ENTRE LE MARTEAU DU COUVRE-FEU ET L’ENCLUME DES EMPLOYEURS
Il a été également noté que des milliers de Sénégalais qui travaillent dans les sociétés privées n’ont pas bénéficié de mesures d’accompagnement. Ces travailleurs sont entre le marteau du couvre-feu et l’enclume des employeurs. Ils empruntent tous les jours à pied les routes, quittant ainsi leur lieu de travail en ville pour rallier les banlieues dakaroises. Sans pitié, une bonne partie du patronat retient ses travailleurs jusqu’à 16 heures voire 17 heures, sans leur assurer le transport pour le retour. Et face à la limitation des passagers dans les bus et autres véhicules de transport, nombre d’entre eux risquent tous les jours de se retrouver dans la rue à 20 heures. En plus, il y a une flambée des prix du transport qui rend la vie plus compliquée à ces nombreux goorgoorlu (Ndlr : des gens qui peinent à joindre les deux bouts). Pour ce qui est des mesures d’hygiène dans les bus de transport, des chauffeurs du transport public comme privé se plaignent de ne pas être dotés de gants, de masques et des gels antiseptiques. Un chauffeur de Dakar Dem Dikk contacté par «L’As» renseigne qu’ils sont nombreux à ne pas en disposer parce qu’il n’y en a pas assez. Au même moment, si de nombreux Sénégalais, malgré toutes ces difficultés, tentent bon an mal an de respecter l’état d’urgence et le couvre-feu, dans certains quartiers de la banlieue dakaroise, c’est l’insouciance qui règne au vu et au su des autorités déconcentrées. Les gens semblent faire fi des mesures d’état d’urgence, se rassemblant dans les plages et autres espaces de jeu. Au lieu de rester chez elles, les populations, notamment les jeunes, semblent ne pas avoir une claire conscience du danger et passent pratiquement tout leur temps dans les plages, les rues, jouant au foot dans les étroites rues ou buvant du thé ou du café dans les grand-places. Comme si le virus ne circulait que le jour. Et face à cette situation, aucune mesure n’est prise. Les autorités oublient qu’avec l’état d’urgence, ils peuvent réduire certaines formes de rassemblements et de déplacements inutiles.
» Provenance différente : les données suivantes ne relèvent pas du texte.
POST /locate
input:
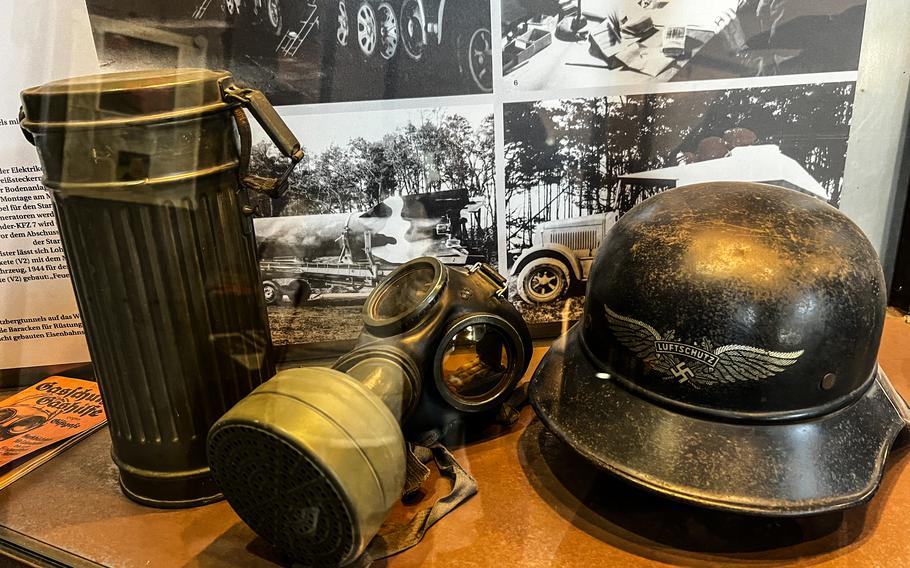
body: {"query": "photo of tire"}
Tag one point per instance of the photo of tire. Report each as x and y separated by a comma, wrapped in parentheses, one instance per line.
(309, 51)
(543, 280)
(473, 49)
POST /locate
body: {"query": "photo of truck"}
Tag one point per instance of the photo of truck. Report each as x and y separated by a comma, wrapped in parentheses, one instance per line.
(561, 253)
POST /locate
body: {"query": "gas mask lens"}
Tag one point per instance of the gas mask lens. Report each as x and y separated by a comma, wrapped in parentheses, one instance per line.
(404, 296)
(476, 364)
(474, 361)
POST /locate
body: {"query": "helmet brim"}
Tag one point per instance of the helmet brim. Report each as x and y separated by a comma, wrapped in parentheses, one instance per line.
(805, 467)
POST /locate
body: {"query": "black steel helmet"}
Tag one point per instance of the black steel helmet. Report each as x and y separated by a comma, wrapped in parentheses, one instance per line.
(727, 354)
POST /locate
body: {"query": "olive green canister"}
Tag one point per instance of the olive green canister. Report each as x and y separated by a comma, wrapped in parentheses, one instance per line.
(147, 176)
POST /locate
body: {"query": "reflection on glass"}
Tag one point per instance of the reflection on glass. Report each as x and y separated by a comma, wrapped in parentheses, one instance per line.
(475, 361)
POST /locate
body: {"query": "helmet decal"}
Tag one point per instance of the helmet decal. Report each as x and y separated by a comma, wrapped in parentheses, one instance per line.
(696, 365)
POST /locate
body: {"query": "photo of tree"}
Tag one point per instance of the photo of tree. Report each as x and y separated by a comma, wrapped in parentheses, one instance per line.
(574, 166)
(374, 191)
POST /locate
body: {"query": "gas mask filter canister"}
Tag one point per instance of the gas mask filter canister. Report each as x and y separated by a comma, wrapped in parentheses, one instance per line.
(314, 459)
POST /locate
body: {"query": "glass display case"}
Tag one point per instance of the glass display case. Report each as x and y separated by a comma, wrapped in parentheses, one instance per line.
(319, 283)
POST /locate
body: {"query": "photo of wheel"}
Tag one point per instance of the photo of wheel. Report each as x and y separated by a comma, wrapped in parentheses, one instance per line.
(543, 280)
(480, 59)
(231, 8)
(274, 18)
(366, 29)
(271, 293)
(388, 30)
(343, 29)
(413, 29)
PIC DE CAS DECLARES DURANT LA PREMIERE SEMAINE DE L’ETAT D’URGENCE
Et tout cela pousse à se poser la question de savoir s’il ne faudrait pas déclarer un confinement total, surtout que la maladie compte tous les jours de nouveaux cas. Alors qu’une application stricte de l’état d’urgence tel que décrété par le chef de l’Etat aurait pu régler l’affaire. Surtout qu’un confinement total pourrait créer un drame social vu qu’une grande partie de l’économie sénégalaise est informelle.
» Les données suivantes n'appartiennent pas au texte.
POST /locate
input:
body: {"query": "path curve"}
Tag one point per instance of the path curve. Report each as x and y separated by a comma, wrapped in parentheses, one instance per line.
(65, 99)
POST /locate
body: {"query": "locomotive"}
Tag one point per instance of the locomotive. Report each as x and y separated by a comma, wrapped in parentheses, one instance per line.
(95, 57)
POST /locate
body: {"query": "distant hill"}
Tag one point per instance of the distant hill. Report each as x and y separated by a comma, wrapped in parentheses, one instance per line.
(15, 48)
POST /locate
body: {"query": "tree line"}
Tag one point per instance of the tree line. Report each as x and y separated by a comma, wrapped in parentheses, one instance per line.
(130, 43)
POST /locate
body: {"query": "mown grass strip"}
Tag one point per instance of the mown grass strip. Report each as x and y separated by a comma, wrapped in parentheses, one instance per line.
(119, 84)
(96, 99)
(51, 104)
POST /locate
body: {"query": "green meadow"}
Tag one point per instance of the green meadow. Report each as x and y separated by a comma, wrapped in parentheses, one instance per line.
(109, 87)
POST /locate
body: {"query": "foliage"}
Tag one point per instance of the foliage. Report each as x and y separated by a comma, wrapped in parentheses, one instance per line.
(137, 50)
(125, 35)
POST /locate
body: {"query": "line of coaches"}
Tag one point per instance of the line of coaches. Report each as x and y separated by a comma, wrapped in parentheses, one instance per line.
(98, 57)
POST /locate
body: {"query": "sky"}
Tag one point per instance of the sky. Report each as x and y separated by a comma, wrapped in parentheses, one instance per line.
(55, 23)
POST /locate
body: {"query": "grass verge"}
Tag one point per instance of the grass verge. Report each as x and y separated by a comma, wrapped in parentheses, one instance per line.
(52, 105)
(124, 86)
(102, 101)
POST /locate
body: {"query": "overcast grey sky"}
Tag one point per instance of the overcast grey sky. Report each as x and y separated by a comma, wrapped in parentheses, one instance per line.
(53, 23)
En effet, la majeure partie des ménages vit de la débrouillardise. Ils sont tenus par des personnes qui se lèvent chaque matin pour chercher la dépense quotidienne. Autre fait qui a retenu notre attention, c’est que la courbe est ascendante depuis que l’état d’urgence est déclaré avec les plus grands pics de cas déclarés depuis l’arrivée du coronavirus au Sénégal. Le 24 mars 2020, on en était à 86 cas déclarés positifs dont 8 guéris et 78 sous traitement. Hier, 31 mars 2020, on en était à 175 cas confirmés dont 40 guéris et 135 sous traitement.